Author(s): Dick M. Carpenter II
For the past several decades, a perennial topic on surveys about education has been school choice. Interest in public opinion about choice is more than just “nice to know.” The results are often used to support or oppose choice in general or specific choice initiatives under consideration or adopted by state legislatures and even school boards. Until recently, however, surveys about school choice have been limited in their scope and not particularly sophisticated, reducing their utility. In particular, few have used experimental designs, most are analyzed with simple descriptive statistics, and important topics are understudied. In response, this report uses a survey experiment to examine four research questions:
- Is there a significant difference in support for choice based on reasons for school choice?
- Is there a significant difference in levels of agreement with reasons for school choice?
- Which type of choice enjoys the strongest support?
- How does a policy of school choice compare to other reform initiatives in their perceived efficacy for school improvement?
Data were collected from a national sample of 1,000 respondents as part of the post-election wave of the Cooperative Congressional Election Study (CCES).
Analyses used multiple regression and repeated measure ACOVA. Results indicated when presented with six different school choice options, respondents most favored tax credits and least favored low-income vouchers, with only trivial differences in support among the remaining types of choice. When asked to rate the efficacy of choice among other types of reform, results indicated school choice through vouchers was not seen as the most efficacious way to reform education in the U.S. (that designation belonged to smaller class sizes), but it was also not seen as the least (longer school days was so identified). Across three different reasons—freedom, competition, and equality—freedom was significantly more salient among participants. However, freedom’s salience generally did not translate to a difference in support for various forms of choice. In fact, in only a few instances were there significant differences in support for choice based on any of the three reasons.

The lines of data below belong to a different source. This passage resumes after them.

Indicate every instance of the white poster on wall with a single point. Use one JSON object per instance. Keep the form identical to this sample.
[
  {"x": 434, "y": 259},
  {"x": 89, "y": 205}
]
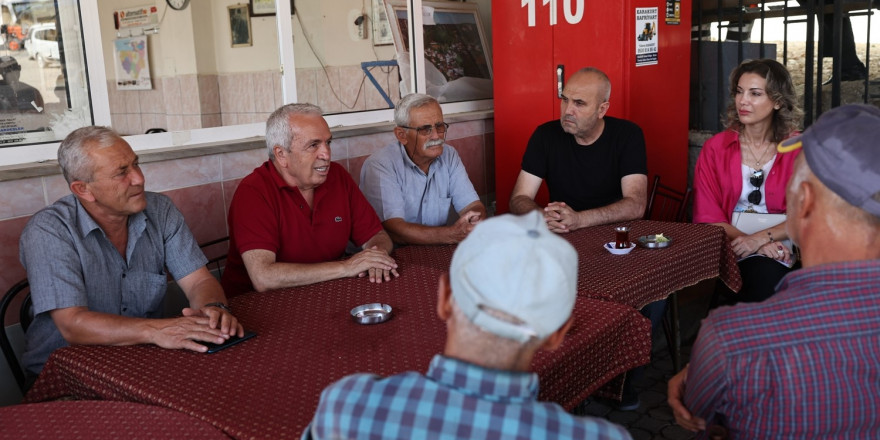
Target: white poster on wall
[
  {"x": 132, "y": 63},
  {"x": 646, "y": 36},
  {"x": 136, "y": 17}
]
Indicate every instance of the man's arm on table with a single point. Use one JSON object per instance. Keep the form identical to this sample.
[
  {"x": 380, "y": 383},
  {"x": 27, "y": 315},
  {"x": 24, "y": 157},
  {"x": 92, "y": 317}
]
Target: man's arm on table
[
  {"x": 561, "y": 218},
  {"x": 266, "y": 273},
  {"x": 522, "y": 198},
  {"x": 79, "y": 325},
  {"x": 202, "y": 288},
  {"x": 404, "y": 232}
]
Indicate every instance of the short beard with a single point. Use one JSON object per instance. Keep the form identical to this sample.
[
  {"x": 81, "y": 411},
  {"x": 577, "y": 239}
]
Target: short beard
[{"x": 432, "y": 143}]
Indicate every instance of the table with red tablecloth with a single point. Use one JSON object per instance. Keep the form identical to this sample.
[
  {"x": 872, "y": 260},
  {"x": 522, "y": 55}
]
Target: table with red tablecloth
[
  {"x": 697, "y": 252},
  {"x": 101, "y": 420},
  {"x": 268, "y": 387}
]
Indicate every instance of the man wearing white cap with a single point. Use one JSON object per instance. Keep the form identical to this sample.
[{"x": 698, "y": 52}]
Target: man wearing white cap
[
  {"x": 803, "y": 364},
  {"x": 509, "y": 292}
]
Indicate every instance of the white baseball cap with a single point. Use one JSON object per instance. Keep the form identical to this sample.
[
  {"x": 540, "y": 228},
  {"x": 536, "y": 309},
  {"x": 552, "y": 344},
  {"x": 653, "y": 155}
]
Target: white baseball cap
[{"x": 515, "y": 265}]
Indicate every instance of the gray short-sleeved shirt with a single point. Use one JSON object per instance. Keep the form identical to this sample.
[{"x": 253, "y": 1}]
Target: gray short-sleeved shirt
[
  {"x": 397, "y": 188},
  {"x": 70, "y": 262}
]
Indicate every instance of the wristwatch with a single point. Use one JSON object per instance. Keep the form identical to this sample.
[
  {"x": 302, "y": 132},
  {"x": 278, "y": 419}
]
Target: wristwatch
[{"x": 218, "y": 305}]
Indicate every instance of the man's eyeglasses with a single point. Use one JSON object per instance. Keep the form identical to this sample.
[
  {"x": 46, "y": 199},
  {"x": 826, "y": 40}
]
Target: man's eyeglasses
[
  {"x": 756, "y": 179},
  {"x": 426, "y": 130}
]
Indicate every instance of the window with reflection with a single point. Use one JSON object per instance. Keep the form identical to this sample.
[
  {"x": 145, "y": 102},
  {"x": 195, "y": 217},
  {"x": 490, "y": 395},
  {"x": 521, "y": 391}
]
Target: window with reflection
[
  {"x": 43, "y": 91},
  {"x": 214, "y": 63},
  {"x": 345, "y": 56},
  {"x": 455, "y": 49}
]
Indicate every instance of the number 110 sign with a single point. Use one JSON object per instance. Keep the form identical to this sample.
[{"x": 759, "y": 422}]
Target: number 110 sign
[{"x": 571, "y": 17}]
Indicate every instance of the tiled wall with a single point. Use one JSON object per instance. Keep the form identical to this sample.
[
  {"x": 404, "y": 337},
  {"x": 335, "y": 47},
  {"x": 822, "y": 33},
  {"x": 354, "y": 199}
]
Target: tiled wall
[
  {"x": 189, "y": 102},
  {"x": 202, "y": 187}
]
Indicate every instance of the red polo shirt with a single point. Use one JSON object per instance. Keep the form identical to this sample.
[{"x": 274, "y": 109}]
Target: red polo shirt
[{"x": 267, "y": 213}]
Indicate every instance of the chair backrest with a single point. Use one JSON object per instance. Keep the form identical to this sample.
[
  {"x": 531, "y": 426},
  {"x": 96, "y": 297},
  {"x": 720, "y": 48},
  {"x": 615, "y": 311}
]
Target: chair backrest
[
  {"x": 25, "y": 318},
  {"x": 216, "y": 250},
  {"x": 666, "y": 203}
]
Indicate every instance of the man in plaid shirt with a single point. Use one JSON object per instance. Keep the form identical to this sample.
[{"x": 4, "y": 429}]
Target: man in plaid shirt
[
  {"x": 509, "y": 293},
  {"x": 806, "y": 362}
]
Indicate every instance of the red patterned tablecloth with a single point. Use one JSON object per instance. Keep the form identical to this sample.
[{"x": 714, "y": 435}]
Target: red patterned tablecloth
[
  {"x": 268, "y": 387},
  {"x": 99, "y": 420},
  {"x": 698, "y": 252}
]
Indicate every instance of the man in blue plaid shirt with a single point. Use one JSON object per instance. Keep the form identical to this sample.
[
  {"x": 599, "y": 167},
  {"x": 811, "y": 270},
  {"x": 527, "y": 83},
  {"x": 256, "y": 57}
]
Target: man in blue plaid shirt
[
  {"x": 804, "y": 363},
  {"x": 509, "y": 292}
]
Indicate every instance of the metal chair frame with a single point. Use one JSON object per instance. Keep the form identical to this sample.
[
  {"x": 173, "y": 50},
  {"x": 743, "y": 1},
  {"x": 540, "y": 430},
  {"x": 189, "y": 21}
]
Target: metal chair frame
[
  {"x": 673, "y": 208},
  {"x": 25, "y": 316}
]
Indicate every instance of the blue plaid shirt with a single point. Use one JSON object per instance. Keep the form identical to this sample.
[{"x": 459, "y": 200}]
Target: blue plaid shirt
[
  {"x": 454, "y": 400},
  {"x": 803, "y": 364}
]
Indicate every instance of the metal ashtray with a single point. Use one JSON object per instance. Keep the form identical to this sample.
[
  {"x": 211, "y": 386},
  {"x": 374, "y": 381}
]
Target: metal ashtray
[
  {"x": 650, "y": 242},
  {"x": 371, "y": 313}
]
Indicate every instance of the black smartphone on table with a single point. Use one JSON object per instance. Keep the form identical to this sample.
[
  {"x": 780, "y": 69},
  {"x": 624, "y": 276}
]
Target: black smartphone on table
[{"x": 213, "y": 348}]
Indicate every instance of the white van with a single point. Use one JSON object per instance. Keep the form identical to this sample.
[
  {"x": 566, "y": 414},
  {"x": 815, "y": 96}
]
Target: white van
[{"x": 42, "y": 44}]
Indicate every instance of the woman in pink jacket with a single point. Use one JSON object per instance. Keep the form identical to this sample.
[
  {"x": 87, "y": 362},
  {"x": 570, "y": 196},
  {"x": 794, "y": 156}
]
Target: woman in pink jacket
[{"x": 740, "y": 170}]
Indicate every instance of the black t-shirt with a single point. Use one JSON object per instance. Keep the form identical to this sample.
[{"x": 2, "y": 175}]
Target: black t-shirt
[{"x": 586, "y": 176}]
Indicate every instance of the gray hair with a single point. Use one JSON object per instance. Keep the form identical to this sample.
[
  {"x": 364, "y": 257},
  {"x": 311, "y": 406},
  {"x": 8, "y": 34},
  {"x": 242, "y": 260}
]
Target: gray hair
[
  {"x": 407, "y": 104},
  {"x": 279, "y": 130},
  {"x": 602, "y": 76},
  {"x": 73, "y": 153}
]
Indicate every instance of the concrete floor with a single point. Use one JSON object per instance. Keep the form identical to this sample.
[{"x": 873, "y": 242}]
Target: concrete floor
[{"x": 653, "y": 419}]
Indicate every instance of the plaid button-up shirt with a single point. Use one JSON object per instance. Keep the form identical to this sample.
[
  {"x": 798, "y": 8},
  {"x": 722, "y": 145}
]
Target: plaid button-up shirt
[
  {"x": 803, "y": 364},
  {"x": 455, "y": 400}
]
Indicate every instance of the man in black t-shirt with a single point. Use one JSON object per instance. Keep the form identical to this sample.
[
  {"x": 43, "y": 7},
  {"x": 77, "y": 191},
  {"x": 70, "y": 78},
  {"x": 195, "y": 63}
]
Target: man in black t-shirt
[{"x": 595, "y": 165}]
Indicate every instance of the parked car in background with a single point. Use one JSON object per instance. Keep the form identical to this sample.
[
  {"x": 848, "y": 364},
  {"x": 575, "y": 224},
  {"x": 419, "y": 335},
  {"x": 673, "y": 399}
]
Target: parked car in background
[{"x": 42, "y": 44}]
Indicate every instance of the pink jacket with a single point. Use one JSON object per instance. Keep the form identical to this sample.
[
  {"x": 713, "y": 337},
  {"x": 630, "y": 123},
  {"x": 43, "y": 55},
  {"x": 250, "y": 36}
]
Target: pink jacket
[{"x": 718, "y": 179}]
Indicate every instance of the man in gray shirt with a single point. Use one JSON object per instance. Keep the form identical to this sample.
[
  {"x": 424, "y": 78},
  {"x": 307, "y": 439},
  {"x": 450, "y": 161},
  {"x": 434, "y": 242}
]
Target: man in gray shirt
[
  {"x": 96, "y": 260},
  {"x": 413, "y": 183}
]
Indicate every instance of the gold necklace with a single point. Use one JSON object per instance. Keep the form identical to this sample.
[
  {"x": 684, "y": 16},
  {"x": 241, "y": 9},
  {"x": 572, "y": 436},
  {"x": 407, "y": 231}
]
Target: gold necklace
[{"x": 758, "y": 160}]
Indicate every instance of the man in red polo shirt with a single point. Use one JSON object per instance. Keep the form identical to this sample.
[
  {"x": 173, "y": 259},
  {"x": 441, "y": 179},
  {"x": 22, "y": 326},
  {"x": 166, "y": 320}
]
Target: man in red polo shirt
[{"x": 291, "y": 219}]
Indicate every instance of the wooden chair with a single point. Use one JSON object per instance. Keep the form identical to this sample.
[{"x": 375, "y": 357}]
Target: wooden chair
[
  {"x": 218, "y": 249},
  {"x": 672, "y": 204},
  {"x": 25, "y": 316},
  {"x": 668, "y": 204}
]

By way of implications, to the extent policymakers are interested in adopting new school choice legislation, tax credit programs of any kind may represent an option that finds broader support in the general population and in courts of law. For those interested in creating new voucher programs, results showing support for universal vouchers versus low-income vouchers may indicate a reason to rethink past strategies of policy incrementalism. But enthusiasm should be tempered by the finding that respondents rated three structural status quo reform options—smaller class sizes, increased technology, and accountability—ahead of school choice as a way to improve schools. The fact that respondents preferred structural status-quo ideas after rating public schools in the U.S. somewhere between “poor” and “fair” means choice supporters still have much work to do to overcome an ideology favorable to the types of schools the vast majority of Americans attend and to which they send their children.